The Obama administration has been reviewing U.S. interrogation and detention practices. The Pentagon had previously maintained that providing information about these Special Operations detainees could jeopardize counterterrorism missions.

The Red Cross has been allowed access to most U.S. military prisons and battlefield detention sites in Iraq and Afghanistan excluding these Special Operations locations.

A Department of Defense spokesman, Bryan Whitman, on Saturday declined to comment on the Special Operations camps.

There are no hidden or unaccounted for detainees held by the department, Whitman told Reuters. We make every effort to register detainees with the ICRC as soon as practicable after capture ... and that normally occurs within a two-week time.

A Red Cross spokesman declined to comment, citing its standing policy of not disclosing confidential discussions about detention issues.

In another development, the Central Intelligence Agency on Monday will release a sharply critical 2004 report by the CIA's inspector general on the agency's interrogation program.

The report provides new details about abuses that took place in the agency's secret prisons.
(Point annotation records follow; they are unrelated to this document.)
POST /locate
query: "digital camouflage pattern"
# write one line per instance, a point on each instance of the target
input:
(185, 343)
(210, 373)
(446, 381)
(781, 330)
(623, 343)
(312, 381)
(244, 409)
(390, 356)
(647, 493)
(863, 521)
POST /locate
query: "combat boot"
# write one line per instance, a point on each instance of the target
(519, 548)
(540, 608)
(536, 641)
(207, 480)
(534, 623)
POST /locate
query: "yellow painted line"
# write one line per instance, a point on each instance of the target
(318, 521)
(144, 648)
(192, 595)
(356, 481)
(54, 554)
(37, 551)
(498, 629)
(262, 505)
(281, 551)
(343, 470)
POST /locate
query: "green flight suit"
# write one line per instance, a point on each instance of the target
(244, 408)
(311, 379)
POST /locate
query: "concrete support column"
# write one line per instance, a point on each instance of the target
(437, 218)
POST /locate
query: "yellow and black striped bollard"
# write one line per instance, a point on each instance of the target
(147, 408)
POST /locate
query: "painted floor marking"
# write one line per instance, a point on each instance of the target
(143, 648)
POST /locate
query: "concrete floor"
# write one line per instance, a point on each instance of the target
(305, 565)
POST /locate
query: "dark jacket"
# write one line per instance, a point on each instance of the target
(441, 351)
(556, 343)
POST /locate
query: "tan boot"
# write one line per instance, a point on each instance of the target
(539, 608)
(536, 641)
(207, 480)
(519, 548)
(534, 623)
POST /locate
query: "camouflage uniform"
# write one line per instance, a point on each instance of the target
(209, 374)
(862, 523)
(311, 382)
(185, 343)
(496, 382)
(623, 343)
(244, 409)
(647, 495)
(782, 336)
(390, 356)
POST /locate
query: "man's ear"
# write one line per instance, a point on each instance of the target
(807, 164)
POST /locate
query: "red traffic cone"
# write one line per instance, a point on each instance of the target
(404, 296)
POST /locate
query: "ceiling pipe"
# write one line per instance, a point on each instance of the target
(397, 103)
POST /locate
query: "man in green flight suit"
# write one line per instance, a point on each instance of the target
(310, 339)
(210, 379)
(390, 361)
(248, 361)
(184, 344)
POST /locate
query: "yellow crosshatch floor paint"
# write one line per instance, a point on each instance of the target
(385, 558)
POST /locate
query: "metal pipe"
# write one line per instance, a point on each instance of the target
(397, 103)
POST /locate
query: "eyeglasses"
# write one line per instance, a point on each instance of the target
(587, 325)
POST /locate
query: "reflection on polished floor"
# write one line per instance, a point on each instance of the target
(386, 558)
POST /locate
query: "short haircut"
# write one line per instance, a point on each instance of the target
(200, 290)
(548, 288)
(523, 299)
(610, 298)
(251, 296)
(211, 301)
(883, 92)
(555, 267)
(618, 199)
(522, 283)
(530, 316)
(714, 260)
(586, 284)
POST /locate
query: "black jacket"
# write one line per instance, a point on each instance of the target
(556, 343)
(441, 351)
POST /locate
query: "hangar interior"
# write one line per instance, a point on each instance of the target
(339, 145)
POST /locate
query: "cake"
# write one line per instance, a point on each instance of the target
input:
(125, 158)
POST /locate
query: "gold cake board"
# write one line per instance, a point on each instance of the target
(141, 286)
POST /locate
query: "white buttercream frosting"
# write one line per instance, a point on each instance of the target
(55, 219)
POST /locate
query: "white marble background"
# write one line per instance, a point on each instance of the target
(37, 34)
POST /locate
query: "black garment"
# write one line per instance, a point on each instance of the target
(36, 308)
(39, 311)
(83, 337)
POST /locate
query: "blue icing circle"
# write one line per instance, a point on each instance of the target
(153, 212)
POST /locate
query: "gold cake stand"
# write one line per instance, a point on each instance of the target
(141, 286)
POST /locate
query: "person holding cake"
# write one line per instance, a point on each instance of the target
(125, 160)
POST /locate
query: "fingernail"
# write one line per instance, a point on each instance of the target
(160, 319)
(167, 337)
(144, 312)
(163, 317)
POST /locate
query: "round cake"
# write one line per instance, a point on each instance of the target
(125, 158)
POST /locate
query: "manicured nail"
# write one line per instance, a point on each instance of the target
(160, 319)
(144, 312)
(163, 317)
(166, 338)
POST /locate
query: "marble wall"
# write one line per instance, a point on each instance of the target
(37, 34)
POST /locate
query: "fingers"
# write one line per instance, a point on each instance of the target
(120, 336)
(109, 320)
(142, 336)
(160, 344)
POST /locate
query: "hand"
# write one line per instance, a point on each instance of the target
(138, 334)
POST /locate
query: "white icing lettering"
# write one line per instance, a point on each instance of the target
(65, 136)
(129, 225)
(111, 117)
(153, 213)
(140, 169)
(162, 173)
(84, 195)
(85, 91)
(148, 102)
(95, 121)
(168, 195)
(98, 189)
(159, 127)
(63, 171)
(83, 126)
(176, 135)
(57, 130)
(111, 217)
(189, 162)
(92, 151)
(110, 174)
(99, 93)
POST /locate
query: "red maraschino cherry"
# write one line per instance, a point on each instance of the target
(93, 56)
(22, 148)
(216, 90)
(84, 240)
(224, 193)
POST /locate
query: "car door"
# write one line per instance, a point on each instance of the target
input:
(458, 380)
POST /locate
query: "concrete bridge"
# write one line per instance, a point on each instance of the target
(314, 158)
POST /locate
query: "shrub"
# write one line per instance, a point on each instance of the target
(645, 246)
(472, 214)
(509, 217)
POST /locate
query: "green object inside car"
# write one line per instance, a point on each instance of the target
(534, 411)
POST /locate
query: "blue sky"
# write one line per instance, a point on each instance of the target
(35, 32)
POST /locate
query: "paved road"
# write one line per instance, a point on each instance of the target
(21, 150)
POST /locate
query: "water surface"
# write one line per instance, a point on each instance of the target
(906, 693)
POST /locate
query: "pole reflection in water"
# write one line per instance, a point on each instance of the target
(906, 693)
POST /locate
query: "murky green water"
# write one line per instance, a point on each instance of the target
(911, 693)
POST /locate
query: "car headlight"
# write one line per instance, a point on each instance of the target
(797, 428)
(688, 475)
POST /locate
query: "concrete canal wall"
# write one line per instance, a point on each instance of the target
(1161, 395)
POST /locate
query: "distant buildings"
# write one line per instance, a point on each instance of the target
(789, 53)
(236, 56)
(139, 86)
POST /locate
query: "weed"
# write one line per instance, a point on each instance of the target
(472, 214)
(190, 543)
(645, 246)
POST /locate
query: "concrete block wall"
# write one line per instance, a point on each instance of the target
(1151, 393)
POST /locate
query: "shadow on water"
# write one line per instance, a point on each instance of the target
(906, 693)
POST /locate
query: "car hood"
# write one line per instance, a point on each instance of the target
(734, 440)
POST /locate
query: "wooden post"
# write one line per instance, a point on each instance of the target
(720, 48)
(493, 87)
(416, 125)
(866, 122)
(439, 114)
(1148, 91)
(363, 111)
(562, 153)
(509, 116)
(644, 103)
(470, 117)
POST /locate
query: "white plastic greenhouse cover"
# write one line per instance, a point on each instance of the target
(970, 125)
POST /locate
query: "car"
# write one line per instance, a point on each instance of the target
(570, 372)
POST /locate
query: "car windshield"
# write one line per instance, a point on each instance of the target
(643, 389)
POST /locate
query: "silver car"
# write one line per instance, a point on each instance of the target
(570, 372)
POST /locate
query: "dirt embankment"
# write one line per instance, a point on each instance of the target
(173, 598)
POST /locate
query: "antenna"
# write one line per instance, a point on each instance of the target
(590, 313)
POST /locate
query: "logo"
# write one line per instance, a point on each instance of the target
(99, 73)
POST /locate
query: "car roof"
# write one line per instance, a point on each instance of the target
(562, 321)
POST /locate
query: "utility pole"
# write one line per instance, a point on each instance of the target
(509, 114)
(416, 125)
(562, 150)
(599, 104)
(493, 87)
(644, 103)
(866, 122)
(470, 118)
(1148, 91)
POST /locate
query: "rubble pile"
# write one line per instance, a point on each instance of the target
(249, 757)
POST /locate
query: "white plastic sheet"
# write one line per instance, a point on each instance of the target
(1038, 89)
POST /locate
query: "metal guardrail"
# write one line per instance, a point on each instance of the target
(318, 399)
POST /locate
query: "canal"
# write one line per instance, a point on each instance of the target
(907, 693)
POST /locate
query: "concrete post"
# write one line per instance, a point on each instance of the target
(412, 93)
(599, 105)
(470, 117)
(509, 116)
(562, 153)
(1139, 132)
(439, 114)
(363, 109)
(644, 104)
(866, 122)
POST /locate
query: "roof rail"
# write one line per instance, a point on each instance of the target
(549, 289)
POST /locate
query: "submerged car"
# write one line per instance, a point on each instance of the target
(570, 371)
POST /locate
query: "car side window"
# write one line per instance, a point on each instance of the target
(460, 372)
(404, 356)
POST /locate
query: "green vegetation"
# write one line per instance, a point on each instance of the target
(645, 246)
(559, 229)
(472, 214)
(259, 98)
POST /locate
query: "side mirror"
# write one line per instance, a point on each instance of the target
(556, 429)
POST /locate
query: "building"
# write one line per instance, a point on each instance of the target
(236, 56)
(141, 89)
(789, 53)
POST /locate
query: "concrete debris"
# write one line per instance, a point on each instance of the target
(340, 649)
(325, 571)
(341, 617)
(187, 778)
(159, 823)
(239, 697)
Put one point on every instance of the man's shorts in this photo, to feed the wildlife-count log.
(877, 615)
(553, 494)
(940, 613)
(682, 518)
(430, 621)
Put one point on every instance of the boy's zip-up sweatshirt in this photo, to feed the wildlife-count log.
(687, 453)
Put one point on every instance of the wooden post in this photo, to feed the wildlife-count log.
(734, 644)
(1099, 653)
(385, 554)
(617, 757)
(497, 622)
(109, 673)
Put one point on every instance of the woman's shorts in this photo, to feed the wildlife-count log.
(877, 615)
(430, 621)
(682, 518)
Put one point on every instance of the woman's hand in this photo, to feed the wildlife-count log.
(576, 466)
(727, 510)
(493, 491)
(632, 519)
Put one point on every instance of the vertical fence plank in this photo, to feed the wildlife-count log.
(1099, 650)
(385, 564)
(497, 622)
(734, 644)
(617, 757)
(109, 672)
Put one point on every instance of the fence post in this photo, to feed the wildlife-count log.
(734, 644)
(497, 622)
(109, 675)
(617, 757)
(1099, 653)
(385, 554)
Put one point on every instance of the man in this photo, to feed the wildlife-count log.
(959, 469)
CIA officers conducted mock executions and threatened at least one prisoner with a gun and a power drill, in violation of a federal statute against threatening detainees with imminent death, the Times reported.

The U.S. military maintains Special Operations camps, called temporary screening sites, in Balad, Iraq, and Bagram, Afghanistan. As many as 30 to 40 foreign prisoners have been held at the Iraq site at a time, the Times said citing military officials.